If you need to reproject, I often find myself 1) first working with GDAL command line tools where you have finer-grained control over 2D image warping (https://gdal.org/programs/gdalwarp.html) and then 2) build a multi-band VRT dataset with https://gdal.org/programs/gdalbuildvrt.html. You can then use xr.open_rasterio('stack.vrt') to get a multidimensional dataset for further post-processing and analysis. This could also likely now be accomplished with rioxarray, which in my mind “is to xarray as geopandas is to pandas”. So for operations requiring knowledge of the coordinate reference system (CRS), definitely give it a try!

Agreed that some additional simple and well-documented examples of these workflows would go a long ways.

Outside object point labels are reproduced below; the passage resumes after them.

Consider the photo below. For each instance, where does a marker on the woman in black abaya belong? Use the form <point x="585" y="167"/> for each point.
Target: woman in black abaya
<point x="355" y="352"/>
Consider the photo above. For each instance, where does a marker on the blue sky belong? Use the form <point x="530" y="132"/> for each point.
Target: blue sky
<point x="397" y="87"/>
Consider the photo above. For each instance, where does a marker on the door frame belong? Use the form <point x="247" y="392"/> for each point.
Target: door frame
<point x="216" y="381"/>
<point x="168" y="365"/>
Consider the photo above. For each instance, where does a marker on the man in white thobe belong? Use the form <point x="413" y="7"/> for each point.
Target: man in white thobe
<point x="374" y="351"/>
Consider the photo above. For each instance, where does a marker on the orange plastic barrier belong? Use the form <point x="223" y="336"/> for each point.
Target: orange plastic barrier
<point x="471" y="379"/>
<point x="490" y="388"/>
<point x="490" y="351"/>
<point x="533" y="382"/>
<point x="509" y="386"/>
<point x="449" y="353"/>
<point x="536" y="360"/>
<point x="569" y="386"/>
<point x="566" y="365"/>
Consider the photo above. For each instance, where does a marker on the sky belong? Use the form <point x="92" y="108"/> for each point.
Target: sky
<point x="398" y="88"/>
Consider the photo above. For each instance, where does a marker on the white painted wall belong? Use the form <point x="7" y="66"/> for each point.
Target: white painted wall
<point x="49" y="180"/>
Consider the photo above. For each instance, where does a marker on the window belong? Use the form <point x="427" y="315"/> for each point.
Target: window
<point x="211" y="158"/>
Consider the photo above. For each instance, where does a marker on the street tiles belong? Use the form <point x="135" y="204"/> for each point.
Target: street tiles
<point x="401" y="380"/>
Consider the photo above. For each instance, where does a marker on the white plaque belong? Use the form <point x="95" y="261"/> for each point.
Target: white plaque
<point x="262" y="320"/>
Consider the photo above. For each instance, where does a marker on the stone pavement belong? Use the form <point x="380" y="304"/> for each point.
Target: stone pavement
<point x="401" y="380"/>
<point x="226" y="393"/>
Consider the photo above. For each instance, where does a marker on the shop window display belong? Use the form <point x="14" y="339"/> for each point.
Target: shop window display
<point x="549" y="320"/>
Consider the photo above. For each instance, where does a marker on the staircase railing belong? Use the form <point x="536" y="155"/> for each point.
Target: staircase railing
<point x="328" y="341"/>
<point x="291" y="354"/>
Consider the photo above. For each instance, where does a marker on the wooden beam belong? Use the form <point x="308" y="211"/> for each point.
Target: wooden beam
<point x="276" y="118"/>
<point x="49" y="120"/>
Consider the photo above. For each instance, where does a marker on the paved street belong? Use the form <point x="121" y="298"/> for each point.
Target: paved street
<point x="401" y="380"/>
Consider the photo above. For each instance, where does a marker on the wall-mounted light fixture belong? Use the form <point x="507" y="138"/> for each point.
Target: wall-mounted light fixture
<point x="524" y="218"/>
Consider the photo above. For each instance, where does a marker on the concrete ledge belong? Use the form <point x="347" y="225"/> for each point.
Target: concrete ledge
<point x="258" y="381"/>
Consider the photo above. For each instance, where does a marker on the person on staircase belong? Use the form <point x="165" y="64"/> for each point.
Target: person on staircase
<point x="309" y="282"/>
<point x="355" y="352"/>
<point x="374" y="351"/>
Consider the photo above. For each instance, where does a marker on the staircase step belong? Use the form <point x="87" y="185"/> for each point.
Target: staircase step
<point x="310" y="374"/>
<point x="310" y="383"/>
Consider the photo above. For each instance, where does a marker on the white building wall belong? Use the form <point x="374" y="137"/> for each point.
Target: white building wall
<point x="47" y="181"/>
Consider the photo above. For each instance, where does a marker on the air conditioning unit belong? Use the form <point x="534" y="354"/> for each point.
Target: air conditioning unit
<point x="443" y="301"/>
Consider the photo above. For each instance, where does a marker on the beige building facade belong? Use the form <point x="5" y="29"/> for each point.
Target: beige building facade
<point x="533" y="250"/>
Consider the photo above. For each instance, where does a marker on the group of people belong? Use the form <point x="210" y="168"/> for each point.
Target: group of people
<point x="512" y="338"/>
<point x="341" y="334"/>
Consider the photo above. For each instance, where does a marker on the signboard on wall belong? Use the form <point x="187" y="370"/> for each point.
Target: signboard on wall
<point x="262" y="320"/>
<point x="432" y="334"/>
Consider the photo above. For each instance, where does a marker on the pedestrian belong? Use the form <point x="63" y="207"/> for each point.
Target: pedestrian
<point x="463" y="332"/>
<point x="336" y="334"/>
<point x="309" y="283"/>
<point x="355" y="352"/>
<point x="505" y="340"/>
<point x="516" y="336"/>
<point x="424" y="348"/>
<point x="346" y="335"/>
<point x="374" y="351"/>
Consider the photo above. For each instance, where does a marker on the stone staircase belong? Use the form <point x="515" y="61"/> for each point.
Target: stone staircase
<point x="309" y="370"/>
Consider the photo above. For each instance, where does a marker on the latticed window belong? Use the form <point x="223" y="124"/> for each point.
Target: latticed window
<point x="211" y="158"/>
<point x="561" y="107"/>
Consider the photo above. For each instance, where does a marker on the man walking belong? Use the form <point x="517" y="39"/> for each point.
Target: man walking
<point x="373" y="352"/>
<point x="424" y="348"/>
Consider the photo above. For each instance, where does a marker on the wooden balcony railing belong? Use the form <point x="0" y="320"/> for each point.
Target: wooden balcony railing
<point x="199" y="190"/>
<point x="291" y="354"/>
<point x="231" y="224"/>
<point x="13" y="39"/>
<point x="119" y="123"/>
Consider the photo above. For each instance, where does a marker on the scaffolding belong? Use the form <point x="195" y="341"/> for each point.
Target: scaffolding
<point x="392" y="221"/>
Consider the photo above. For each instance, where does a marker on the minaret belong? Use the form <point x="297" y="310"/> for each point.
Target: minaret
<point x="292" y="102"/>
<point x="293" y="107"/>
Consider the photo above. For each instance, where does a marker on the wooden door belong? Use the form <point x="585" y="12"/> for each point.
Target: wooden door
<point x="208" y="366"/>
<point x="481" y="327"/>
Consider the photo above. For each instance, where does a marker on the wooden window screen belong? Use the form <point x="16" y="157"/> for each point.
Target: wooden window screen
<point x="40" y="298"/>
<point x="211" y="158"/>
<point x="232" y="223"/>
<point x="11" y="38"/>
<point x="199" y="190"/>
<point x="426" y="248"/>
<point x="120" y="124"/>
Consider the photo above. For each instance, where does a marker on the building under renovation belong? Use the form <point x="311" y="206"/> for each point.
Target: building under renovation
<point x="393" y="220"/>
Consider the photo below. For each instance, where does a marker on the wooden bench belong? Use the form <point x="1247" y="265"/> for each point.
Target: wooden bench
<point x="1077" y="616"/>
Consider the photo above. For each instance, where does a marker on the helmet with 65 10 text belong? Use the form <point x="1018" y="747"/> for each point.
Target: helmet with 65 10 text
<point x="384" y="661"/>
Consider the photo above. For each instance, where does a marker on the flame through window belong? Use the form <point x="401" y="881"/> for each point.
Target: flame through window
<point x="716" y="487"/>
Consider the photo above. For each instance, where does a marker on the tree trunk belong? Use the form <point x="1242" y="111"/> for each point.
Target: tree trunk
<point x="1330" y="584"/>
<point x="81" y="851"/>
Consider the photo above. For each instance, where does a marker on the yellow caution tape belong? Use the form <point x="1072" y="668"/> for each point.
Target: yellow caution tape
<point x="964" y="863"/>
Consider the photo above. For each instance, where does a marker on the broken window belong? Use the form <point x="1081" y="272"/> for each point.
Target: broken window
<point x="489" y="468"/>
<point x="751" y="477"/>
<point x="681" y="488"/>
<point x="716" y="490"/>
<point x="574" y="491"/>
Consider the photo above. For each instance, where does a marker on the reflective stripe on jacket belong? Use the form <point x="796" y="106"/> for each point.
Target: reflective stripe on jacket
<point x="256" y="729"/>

JessicaS11 · September 18, 2020, 3:43pm

Thanks to @rabernat for some great help on XArray basics during yesterday’s coffee time! I’ve run into a few more stumbling blocks though. In a nutshell, I’m using .groupby and .apply to run a function on my dataset. However, I cannot get the results to be added to the dataset. The function outputs are arrays of varying lengths that I want to put into the dataset as a variable that depends only on the dimensional coordinate over which I am doing the groupby. I’ve created a mwe notebook (rendered) that’s on GitHub to try and capture the various approaches I’ve tried. I’d be grateful for anyone who can explain the gap between my logic/expectation and communicating that effectively to xarray!

rabernat · September 21, 2020, 1:27am

This seems like good progress.

Based on examining your notebook, it seems like the problem is that your functions are not consuming / producing Datasets / DataArrays. That’s what groupby.apply(fn) expects the fn to do.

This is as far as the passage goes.